The Russian rubles adds more than 3% to the dollar, trading around 100 on news that "so-called unfriendly countries" will have to pay for gas in rubles. Impulsively (as the Russian currency market remains extremely illiquid), the USDRUB dropped below 95. This is indeed positive news for the Russian currency as it increases demand.
But is it such a significant step? All exporters are now obliged to convert at least 80% of their foreign currency earnings into rubles. On the foreign exchange side, buying gas for rubles raises the bar to 100% for Gazprom and several other smaller exporters, but not for all jurisdictions (about 70% of total gas exports).
For the balance of supply and demand of the ruble, this is a much less strong move than the initial order to convert 80% of all foreign exchange earnings into rubles.
The news itself carries more of an emotional message for the markets. Still, the initial optimism could correct very quickly and is unlikely to be the mainstay for a sustained rally in the rubles.

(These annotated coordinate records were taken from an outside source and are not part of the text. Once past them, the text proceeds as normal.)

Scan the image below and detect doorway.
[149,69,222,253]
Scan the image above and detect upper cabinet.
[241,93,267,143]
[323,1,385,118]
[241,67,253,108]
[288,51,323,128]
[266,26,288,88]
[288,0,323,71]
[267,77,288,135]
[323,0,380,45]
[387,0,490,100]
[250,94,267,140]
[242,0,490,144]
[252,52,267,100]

It also looks like an attempt to jab the USA, as selling energy for dollars has often been referred to as the basis of the reserve status of the USD in recent months.
A secondary effect was the inversion of the spread between the USDRUB exchange rate on the Moscow Exchange and in Forex. Previously, in early March, USDRUB was traded up to 10 rubles less in Russia than abroad (though the spread diminished over time). Now USDRUB is settling at 98 on FX versus 100.4 on MOEX.
Another secondary effect is a rise in oil prices of more than 5% since the start of the day, as some buyers will try to use the remaining alternative to gas, which can still be bought with dollars.
Among the adverse effects, albeit in the medium term, it is worth pointing out that the switch to ruble settlements will accelerate a pullback of Russian gas by Europe, reducing export revenues, which has been a guarantee of ruble stability and a driver of economic growth.